When I returned, there were more people in the room. So I went to the drug store and a department store to pick up some items.

When I returned, Arlie had finally made it to the cashier, but there must have been forty people in the room by that time. Arlie paid and I wished him farewell. He wished me patience.

I was not concerned. I had brought my Kindle along to catch up on the news. I knew it would be a long wait, and I have learned a modicum of patience living in Mexico.

And then it happened. It was almost as if Julio's observations had conjured up a golem.

An elderly northerner tried to open the door. By this time, the crowd made that difficult. But, as is always true in Mexico, the people near the door politely gave way to welcome another soul to share the wait.

The new arrival scowled, looked around, and, to no one in particular asked, in that irritated tone of an angry dad: "Where's the end of the **** line?" No one responded. He was speaking English, and what most of them rightfully heard was blah blah blah.

I chimed in with: "I don't know. I have been here for about ten minutes, but more people came in after me."

That seemed to make a vein over his left eye start throbbing. When he asked again where the end of the line was and received no response, he turned his volume up to 11, and launched into "****ing Mexicans. **** Mexico." And slammed the door as he left.

Now, he may have been having the worst day of his life and that small bump in the road was just too much for him to assimilate. I am not going to judge why he did what he did.

Amazingly, it did not seem to bother in the least the people waiting for their registration.

It dd bother me. As the sole northerner standing in line, I felt as if I should apologize for what just happened. But, that event was about to be exacerbated in a very personal way.

A clerk behind the cashier windows came out into the waiting room and motioned in my direction. I looked around before I realized he was motioning to me to go with him. He was pulling me out of line to process my registration.

I almost panicked after the earlier incident because I knew exactly what it looked like. I was getting preferential treatment for only one reason. And it wasn't because it was my birthday.

I looked around at my fellow line-waiters. They told me: "Go." It was not until that moment that I realized several of them spoke perfect Englsh -- making the Mad Man's performance that much more embarrassing.

I would like to tell you that I told the clerk that I would wait in line just like everyone else. That would have been exercising my moral agency. Instead, I took the preferential treatment road.

Within a minute, I had paid my money and had a new decal for my car window. But, I felt almost as if I was walking an Iroquois gauntlet when I walked through the waiting room.

I told my friend Ozzie this story last night. When I told him about the Mad Man, he said: "You act just like that. All of you do."

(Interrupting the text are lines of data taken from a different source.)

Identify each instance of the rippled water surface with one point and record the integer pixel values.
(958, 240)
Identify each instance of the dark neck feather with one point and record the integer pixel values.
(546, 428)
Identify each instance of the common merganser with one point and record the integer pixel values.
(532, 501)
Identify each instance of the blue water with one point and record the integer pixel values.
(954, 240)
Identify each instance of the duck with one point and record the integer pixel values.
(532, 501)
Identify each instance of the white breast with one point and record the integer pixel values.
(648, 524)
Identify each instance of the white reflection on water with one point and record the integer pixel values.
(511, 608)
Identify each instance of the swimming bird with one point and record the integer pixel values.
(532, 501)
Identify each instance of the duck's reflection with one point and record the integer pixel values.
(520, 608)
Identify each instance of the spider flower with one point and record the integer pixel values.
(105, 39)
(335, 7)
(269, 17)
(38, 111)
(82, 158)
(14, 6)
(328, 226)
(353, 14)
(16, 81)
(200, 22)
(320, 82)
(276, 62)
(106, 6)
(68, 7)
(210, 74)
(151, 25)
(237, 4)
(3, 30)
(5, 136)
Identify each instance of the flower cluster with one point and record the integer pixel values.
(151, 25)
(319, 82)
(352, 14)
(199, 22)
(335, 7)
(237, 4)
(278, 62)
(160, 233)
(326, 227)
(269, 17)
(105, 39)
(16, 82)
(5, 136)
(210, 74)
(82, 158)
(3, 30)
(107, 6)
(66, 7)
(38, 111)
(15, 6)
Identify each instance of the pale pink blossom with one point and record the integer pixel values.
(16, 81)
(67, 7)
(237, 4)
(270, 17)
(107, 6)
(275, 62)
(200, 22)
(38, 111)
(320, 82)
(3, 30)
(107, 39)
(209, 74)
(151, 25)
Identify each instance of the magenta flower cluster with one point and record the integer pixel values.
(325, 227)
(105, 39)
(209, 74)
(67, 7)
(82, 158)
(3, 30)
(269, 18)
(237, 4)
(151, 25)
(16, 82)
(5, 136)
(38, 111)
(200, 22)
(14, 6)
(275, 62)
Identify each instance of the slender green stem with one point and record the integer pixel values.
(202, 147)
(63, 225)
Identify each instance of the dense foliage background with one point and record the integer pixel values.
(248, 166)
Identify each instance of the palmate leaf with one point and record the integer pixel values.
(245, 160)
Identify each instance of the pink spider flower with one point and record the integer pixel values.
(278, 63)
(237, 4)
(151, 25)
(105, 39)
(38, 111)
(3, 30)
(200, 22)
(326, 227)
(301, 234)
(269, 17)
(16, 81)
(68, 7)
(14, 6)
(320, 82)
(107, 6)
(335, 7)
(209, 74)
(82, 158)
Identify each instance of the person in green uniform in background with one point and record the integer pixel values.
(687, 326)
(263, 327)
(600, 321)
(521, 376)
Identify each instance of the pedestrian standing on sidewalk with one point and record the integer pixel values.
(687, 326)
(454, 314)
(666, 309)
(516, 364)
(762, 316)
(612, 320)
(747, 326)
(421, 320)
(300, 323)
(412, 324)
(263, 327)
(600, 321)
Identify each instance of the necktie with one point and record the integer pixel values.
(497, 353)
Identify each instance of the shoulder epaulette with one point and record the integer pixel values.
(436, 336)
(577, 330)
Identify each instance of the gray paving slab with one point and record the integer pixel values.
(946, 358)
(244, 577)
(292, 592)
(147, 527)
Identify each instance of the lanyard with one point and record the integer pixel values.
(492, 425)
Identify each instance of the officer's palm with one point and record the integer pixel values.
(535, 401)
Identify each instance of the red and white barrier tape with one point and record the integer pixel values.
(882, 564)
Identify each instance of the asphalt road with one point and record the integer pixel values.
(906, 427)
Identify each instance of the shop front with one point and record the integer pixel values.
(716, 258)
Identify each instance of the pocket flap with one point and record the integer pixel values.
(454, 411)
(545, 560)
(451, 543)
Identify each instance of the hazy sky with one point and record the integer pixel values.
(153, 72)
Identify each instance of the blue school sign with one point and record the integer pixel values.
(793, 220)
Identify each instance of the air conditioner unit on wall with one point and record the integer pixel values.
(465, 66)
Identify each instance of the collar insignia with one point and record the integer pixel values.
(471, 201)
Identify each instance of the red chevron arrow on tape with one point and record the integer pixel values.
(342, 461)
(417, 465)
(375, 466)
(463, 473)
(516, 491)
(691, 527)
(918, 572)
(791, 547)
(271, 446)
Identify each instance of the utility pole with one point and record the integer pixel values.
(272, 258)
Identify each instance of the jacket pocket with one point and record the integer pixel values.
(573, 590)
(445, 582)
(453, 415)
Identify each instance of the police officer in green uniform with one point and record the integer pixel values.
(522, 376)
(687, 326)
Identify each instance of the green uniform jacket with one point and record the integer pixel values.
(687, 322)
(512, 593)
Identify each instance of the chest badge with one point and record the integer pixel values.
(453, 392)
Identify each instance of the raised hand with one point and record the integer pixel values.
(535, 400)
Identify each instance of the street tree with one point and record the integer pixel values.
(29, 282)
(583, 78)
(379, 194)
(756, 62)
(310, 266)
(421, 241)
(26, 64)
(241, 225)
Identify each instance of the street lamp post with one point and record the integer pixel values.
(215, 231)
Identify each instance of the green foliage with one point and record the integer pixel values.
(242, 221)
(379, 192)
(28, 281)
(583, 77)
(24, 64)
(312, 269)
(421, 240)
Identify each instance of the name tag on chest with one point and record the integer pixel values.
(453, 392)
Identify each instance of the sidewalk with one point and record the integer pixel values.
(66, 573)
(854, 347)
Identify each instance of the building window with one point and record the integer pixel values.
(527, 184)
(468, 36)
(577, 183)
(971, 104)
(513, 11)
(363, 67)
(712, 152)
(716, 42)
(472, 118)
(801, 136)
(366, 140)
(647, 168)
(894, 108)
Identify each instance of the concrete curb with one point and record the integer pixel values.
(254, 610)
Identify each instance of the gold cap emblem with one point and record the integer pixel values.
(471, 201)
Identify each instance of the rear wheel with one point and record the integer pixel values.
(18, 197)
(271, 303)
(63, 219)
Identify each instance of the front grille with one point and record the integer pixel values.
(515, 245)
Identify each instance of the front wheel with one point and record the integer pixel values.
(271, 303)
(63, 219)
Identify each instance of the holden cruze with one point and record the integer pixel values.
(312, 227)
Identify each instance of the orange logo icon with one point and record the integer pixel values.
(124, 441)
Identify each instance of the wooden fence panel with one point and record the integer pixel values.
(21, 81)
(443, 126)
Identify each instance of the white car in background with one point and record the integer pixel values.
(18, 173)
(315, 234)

And I realized, in his eyes, it is true. Even though my anger is seldom that extreme, I still get irritated at circumstances over which I have no control or power. The only control is of my temper. And, apparently, I lose it far more often than I care to admit.

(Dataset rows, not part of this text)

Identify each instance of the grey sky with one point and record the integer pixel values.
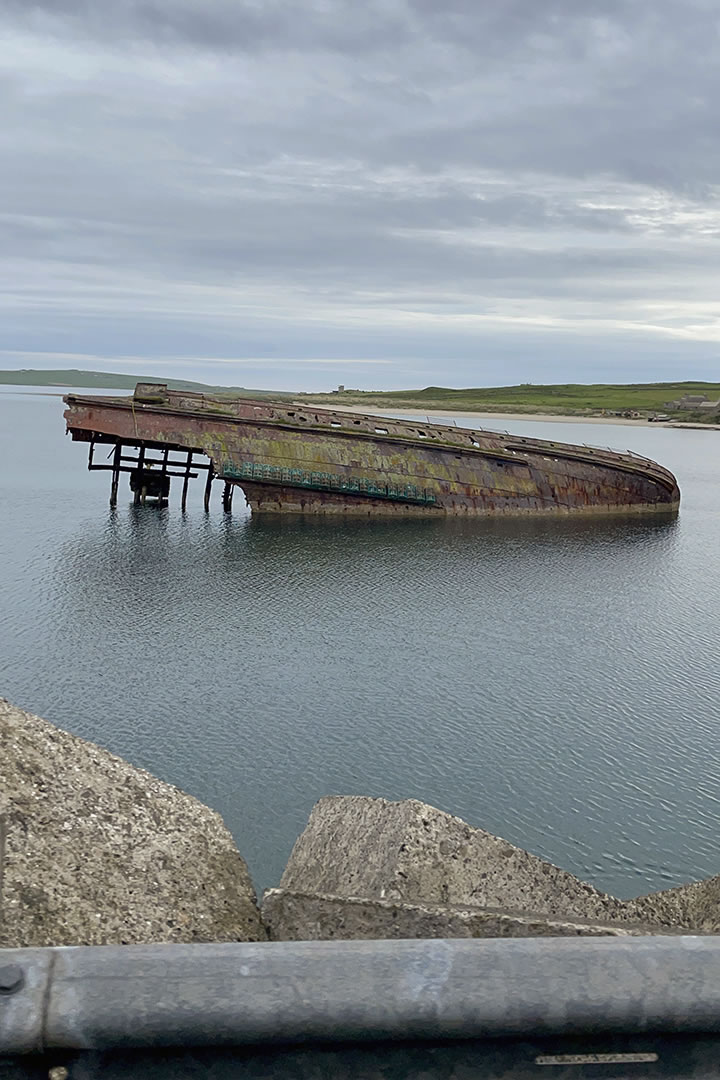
(294, 194)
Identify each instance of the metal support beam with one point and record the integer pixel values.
(140, 464)
(208, 487)
(186, 482)
(116, 474)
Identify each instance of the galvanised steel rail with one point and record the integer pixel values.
(100, 998)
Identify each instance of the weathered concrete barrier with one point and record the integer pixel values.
(99, 852)
(293, 916)
(695, 905)
(411, 852)
(95, 851)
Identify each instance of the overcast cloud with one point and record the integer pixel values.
(294, 193)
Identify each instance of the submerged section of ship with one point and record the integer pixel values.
(302, 459)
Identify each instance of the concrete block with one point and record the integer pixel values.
(99, 852)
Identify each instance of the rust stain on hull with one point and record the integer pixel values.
(290, 459)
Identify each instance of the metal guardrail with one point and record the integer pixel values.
(70, 1001)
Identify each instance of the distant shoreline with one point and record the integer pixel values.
(453, 414)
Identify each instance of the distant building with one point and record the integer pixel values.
(698, 403)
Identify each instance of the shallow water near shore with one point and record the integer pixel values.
(556, 682)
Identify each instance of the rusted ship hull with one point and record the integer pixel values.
(310, 460)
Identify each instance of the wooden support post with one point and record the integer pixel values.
(116, 474)
(186, 482)
(208, 485)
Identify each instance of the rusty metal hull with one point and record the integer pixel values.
(291, 459)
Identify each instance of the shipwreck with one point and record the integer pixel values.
(298, 458)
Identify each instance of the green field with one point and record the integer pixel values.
(568, 399)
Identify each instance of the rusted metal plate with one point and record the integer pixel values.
(293, 459)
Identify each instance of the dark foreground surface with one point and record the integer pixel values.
(556, 682)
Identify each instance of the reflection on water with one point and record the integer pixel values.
(553, 679)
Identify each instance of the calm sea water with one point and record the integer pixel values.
(555, 682)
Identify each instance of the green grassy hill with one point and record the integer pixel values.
(565, 399)
(111, 380)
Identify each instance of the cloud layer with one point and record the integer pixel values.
(389, 193)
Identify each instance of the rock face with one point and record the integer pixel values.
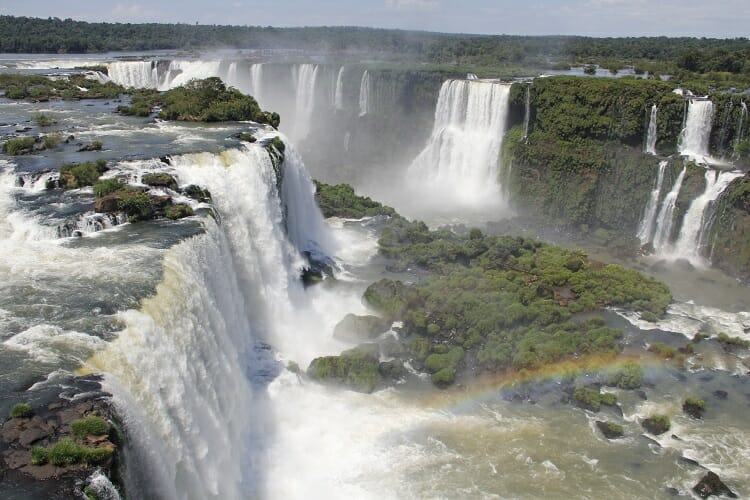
(357, 329)
(609, 429)
(710, 484)
(21, 439)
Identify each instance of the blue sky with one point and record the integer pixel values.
(717, 18)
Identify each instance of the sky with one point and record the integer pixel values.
(700, 18)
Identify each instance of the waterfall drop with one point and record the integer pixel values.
(650, 146)
(364, 94)
(694, 138)
(646, 228)
(664, 221)
(459, 165)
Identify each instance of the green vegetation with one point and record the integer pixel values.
(630, 376)
(43, 120)
(694, 407)
(610, 430)
(67, 452)
(77, 175)
(107, 186)
(662, 350)
(42, 88)
(656, 424)
(21, 410)
(178, 211)
(206, 100)
(160, 180)
(19, 146)
(340, 201)
(89, 426)
(356, 369)
(592, 399)
(732, 342)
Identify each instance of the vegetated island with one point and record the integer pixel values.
(481, 304)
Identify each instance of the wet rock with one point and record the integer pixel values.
(357, 329)
(610, 429)
(711, 484)
(722, 395)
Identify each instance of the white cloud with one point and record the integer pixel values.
(411, 4)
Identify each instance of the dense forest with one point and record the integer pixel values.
(696, 55)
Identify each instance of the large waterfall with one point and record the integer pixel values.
(694, 138)
(364, 94)
(696, 223)
(190, 367)
(646, 227)
(650, 146)
(459, 165)
(664, 221)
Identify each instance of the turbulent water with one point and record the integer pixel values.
(646, 227)
(650, 146)
(458, 168)
(193, 324)
(695, 136)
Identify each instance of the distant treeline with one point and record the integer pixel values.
(698, 55)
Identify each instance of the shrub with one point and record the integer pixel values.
(662, 350)
(89, 426)
(107, 186)
(21, 410)
(20, 146)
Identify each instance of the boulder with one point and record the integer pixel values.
(711, 484)
(357, 329)
(610, 429)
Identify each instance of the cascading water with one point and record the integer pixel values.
(201, 417)
(664, 220)
(695, 224)
(527, 113)
(459, 164)
(364, 94)
(694, 138)
(338, 98)
(138, 74)
(646, 227)
(305, 78)
(650, 146)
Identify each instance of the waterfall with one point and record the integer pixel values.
(695, 224)
(189, 370)
(338, 99)
(138, 74)
(364, 94)
(646, 228)
(256, 81)
(650, 146)
(305, 77)
(527, 113)
(664, 220)
(694, 138)
(459, 164)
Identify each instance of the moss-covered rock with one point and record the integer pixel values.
(355, 369)
(610, 430)
(357, 329)
(656, 424)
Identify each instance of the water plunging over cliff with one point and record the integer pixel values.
(646, 228)
(459, 165)
(190, 367)
(694, 138)
(650, 146)
(305, 77)
(666, 214)
(364, 94)
(696, 223)
(338, 99)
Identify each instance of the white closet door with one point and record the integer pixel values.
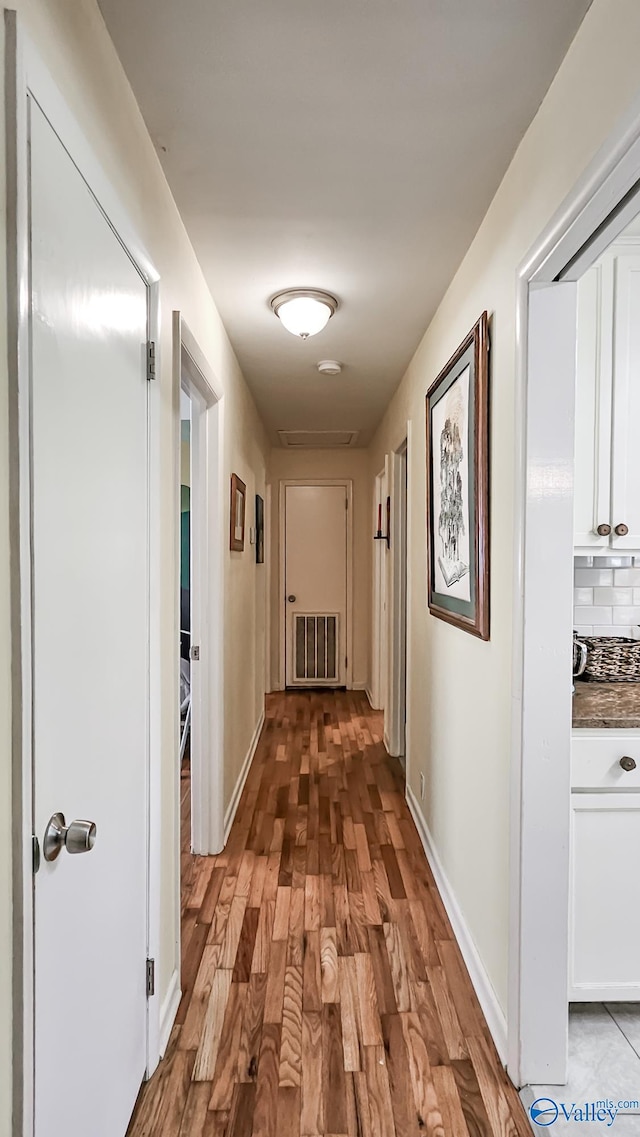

That was my birthday gift from both Julio and Ozzie -- to make me realize I too often point at the bad behavior of others when mine may be worse. Jesus said something about that.

We all love quoting Jesus when we feel as if someone has caught us out: "Don't judge, so that you won't be judged."  We often forget his reasoning:

For the way you judge others is how you will be judged -- the measure with which you measure out will be used to measure to you. Why do you see the splinter in your brother's eye but not notice the log in your own eye? How can you say to your brother, "Let me take the splinter out of your eye," when you have the log in your own eye? You hypocrite! First, take the log out of your own eye; then you will see clearly, so that you can remove the splinter from your brother's eye!   
A little bit of grace will do us a lot of good. Whether we live in Timbuktu or Abbottsford or Springfield -- or even Mexico.